Artículo publicado en La República, domingo 27 de octubre de 2013
En 1990 empezó como un político novato con aspiraciones modestas, que podría haber sido candidato al Congreso del APRA o de la Izquierda Socialista, pero que se vio obligado a tentar fortuna por cuenta propia. Siguió una buena intuición al aliarse con grupos evangélicos y pequeños empresarios; la rueda de la fortuna lo terminó arrastrando a la presidencia, pero asumió el desafío de conducir un país quebrado, en un abierto proceso hiperinflacionario, asolado por el terrorismo. En los primeros meses de su presidencia siguió la lógica electoral de buscar alianzas, pero la precariedad e improvisación de su postulación se hacía evidente. Fujimori se veía como un presidente débil, pasible de ser manipulado por los partidos, y el escenario de una renuncia o destitución que llevara a un adelanto de las elecciones era perfectamente creíble. Nuevamente, sorprende y trama una alianza civil-militar y un golpe de Estado; el presidente débil se convierte de pronto en dictador, con una amplia aprobación ciudadana. Tomó después la decisión de ampliar y cimentar su legitimidad en las zonas rurales, mediante un ambicioso programa de gasto social, que le permitió reelegirse cómodamente en 1995 con un apoyo multiclasista.

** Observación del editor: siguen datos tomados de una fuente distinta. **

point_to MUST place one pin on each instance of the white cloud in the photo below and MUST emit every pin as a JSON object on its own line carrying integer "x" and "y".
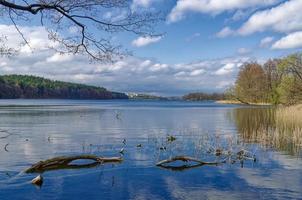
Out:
{"x": 131, "y": 74}
{"x": 265, "y": 42}
{"x": 212, "y": 7}
{"x": 144, "y": 41}
{"x": 57, "y": 57}
{"x": 197, "y": 72}
{"x": 286, "y": 17}
{"x": 293, "y": 40}
{"x": 192, "y": 37}
{"x": 225, "y": 32}
{"x": 243, "y": 51}
{"x": 142, "y": 3}
{"x": 226, "y": 69}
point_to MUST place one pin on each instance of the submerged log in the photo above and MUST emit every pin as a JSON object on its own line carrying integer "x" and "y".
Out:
{"x": 37, "y": 181}
{"x": 186, "y": 159}
{"x": 64, "y": 162}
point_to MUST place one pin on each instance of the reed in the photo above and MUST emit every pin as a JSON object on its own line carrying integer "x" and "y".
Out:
{"x": 284, "y": 134}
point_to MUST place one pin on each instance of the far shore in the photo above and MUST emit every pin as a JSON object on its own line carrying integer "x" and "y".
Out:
{"x": 239, "y": 102}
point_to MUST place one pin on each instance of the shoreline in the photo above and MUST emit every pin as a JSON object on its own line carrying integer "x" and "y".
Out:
{"x": 235, "y": 102}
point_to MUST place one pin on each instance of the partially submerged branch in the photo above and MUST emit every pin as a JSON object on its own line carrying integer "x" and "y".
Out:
{"x": 187, "y": 159}
{"x": 65, "y": 162}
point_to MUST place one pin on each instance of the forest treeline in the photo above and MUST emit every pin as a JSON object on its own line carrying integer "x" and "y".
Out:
{"x": 278, "y": 81}
{"x": 201, "y": 96}
{"x": 32, "y": 87}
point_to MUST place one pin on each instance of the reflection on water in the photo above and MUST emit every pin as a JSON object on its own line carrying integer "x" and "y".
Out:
{"x": 38, "y": 130}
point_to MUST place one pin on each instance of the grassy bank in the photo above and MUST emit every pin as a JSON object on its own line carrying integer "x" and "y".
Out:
{"x": 284, "y": 133}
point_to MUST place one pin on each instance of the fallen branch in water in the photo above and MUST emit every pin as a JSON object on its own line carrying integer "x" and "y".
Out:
{"x": 64, "y": 162}
{"x": 5, "y": 147}
{"x": 187, "y": 159}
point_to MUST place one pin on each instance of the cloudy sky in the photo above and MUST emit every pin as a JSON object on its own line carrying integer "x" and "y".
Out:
{"x": 204, "y": 46}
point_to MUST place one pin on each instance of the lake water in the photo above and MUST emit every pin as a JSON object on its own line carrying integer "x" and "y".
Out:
{"x": 34, "y": 130}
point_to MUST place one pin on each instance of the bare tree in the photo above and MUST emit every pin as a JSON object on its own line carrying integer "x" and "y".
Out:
{"x": 94, "y": 22}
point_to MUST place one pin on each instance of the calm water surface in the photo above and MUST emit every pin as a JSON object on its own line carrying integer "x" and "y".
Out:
{"x": 34, "y": 130}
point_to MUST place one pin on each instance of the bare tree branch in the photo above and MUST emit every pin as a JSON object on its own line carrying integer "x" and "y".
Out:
{"x": 89, "y": 17}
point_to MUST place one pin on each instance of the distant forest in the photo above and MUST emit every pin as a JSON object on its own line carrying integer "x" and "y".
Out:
{"x": 200, "y": 96}
{"x": 32, "y": 87}
{"x": 277, "y": 81}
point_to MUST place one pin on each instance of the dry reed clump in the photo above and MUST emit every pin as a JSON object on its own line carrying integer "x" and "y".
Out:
{"x": 289, "y": 117}
{"x": 285, "y": 135}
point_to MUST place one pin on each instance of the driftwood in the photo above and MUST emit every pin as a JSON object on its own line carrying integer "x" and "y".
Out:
{"x": 185, "y": 159}
{"x": 37, "y": 181}
{"x": 64, "y": 162}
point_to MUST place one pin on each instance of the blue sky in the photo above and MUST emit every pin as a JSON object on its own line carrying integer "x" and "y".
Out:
{"x": 204, "y": 45}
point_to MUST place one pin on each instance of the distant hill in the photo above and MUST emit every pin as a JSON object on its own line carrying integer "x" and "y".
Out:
{"x": 203, "y": 96}
{"x": 145, "y": 97}
{"x": 32, "y": 87}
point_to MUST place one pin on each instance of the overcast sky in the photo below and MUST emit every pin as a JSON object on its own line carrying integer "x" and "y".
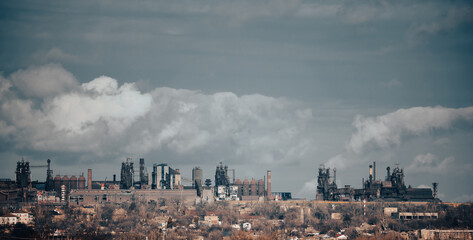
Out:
{"x": 259, "y": 85}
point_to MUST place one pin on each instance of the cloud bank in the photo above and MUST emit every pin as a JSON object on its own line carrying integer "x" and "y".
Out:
{"x": 104, "y": 118}
{"x": 392, "y": 129}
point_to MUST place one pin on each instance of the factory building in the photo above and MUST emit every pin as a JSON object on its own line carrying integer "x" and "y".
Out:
{"x": 247, "y": 190}
{"x": 98, "y": 196}
{"x": 127, "y": 175}
{"x": 393, "y": 188}
{"x": 164, "y": 177}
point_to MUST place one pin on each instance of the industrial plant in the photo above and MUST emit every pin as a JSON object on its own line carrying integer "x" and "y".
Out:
{"x": 391, "y": 189}
{"x": 164, "y": 182}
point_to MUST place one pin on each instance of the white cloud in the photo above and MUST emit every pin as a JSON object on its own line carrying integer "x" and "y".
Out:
{"x": 54, "y": 54}
{"x": 79, "y": 111}
{"x": 385, "y": 131}
{"x": 44, "y": 81}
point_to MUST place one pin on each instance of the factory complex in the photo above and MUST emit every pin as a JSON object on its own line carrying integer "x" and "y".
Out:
{"x": 393, "y": 188}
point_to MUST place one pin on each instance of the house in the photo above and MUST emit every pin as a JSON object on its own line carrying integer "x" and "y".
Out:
{"x": 246, "y": 226}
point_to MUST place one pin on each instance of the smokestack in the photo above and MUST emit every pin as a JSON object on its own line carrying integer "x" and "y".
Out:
{"x": 142, "y": 171}
{"x": 89, "y": 179}
{"x": 269, "y": 185}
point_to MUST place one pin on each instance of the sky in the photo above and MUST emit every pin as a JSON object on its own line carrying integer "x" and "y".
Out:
{"x": 273, "y": 85}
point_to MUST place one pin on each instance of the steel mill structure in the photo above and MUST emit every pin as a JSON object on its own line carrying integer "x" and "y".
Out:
{"x": 392, "y": 188}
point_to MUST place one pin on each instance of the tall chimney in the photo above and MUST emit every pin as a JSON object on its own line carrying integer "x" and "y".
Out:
{"x": 269, "y": 185}
{"x": 89, "y": 179}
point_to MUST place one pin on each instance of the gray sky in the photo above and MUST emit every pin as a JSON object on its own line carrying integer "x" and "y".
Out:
{"x": 280, "y": 85}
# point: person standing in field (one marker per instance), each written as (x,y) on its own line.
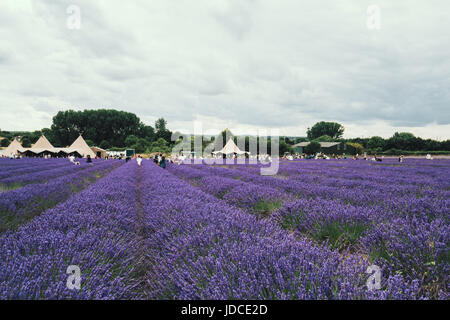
(162,164)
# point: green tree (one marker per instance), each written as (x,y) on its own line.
(313,147)
(131,140)
(324,138)
(97,125)
(5,142)
(26,141)
(403,141)
(358,148)
(104,144)
(332,129)
(376,143)
(160,146)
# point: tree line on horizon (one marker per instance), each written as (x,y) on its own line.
(112,129)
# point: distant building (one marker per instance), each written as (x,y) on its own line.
(43,147)
(326,147)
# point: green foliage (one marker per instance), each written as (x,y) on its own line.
(376,142)
(160,146)
(312,148)
(5,142)
(96,125)
(131,140)
(162,131)
(324,138)
(332,129)
(357,148)
(104,144)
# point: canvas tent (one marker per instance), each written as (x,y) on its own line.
(230,148)
(43,147)
(14,147)
(99,152)
(81,147)
(42,143)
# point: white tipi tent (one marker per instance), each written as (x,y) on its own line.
(81,147)
(13,147)
(229,148)
(42,143)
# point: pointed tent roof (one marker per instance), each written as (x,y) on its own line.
(81,147)
(13,147)
(230,147)
(43,143)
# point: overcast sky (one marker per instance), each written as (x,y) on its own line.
(241,64)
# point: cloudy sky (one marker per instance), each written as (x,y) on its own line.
(241,64)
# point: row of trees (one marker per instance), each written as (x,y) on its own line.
(403,141)
(112,129)
(104,128)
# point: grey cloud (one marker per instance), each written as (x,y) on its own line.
(255,63)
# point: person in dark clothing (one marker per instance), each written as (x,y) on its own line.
(162,164)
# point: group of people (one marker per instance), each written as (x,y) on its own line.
(77,163)
(159,160)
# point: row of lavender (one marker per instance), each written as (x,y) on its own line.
(403,230)
(200,247)
(93,230)
(40,172)
(20,205)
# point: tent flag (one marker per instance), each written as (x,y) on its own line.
(13,147)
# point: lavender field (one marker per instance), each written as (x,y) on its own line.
(224,231)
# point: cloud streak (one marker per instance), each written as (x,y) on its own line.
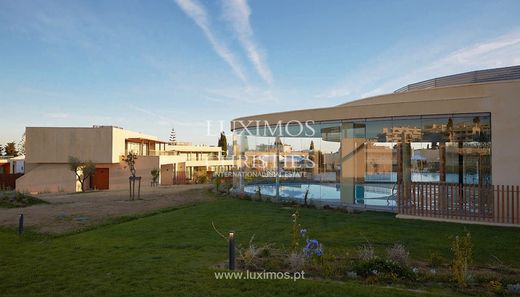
(397,68)
(237,13)
(198,13)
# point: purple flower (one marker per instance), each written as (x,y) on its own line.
(313,247)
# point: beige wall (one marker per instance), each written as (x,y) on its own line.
(501,99)
(55,145)
(118,142)
(47,178)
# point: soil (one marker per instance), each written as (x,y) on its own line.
(75,211)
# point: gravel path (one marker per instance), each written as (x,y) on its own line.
(69,212)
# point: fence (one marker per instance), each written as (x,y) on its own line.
(489,203)
(8,181)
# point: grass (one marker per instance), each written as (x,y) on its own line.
(12,199)
(174,253)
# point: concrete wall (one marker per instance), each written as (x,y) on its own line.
(44,178)
(501,99)
(55,145)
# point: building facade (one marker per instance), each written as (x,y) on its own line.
(48,150)
(461,129)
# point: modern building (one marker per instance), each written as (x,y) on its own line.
(47,152)
(461,129)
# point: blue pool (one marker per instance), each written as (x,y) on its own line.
(371,194)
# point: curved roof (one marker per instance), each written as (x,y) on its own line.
(479,76)
(459,97)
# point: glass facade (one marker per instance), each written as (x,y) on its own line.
(360,161)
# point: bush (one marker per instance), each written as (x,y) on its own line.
(366,253)
(435,260)
(384,269)
(461,248)
(398,253)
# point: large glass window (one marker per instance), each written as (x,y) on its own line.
(360,161)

Pero desde entonces, el Fujimori que tomaba decisiones inesperadas, audaces y sin escrúpulos, pero que lo llevaban al éxito político, pasó a ser el líder de un gobierno crecientemente corrupto, en donde la influencia de Montesinos resultó determinante; todas las grandes decisiones que tomó resultaron penosas para el país y para él; la distancia entre sus percepciones y la realidad se hicieron gigantescas, hasta terminar siendo la suerte de enajenado que vemos en estos días en la televisión.
En vez de planear un retiro ordenado en 2000, se lanzó a la aventura de la segunda reelección, aislándose nacional e internacionalmente y debilitándose dentro del círculo más alto del poder; al darse cuenta tarde de ello, alucinó con una renuncia en favor de Francisco Tudela; luego intentó distanciarse de Montesinos, lo que le hizo perder el control del gobierno y desencadenó su deshonrosa renuncia desde Japón. Podría haberse quedado allá, pero deliró con que el Perú lo reclamaba y que en Chile no podría ser extraditado. Luego urdió el vergonzoso plan de escapar a la justicia postulando al senado japonés. Una vez extraditado, ni asumió responsabilidades ni descargó las culpas en otros; pensó tontamente que García bloquearía la extradición y una sentencia condenatoria, y luego que lo indultaría, leyendo muy mal los intereses que rigen la conducta de este. Peor aún, desvarió con que Humala lo indultaría, con aún menos fundamento. Ahora, se presenta como enfermo para conseguir un arresto domiciliario, pero al hacerlo no hace sino revelar su pantomima. Resulta indigno para quien alguna vez tuvo la gran responsabilidad de representarnos a todos los peruanos. Bien decía Maquiavelo que el príncipe debía cuidarse de la peste de los aduladores.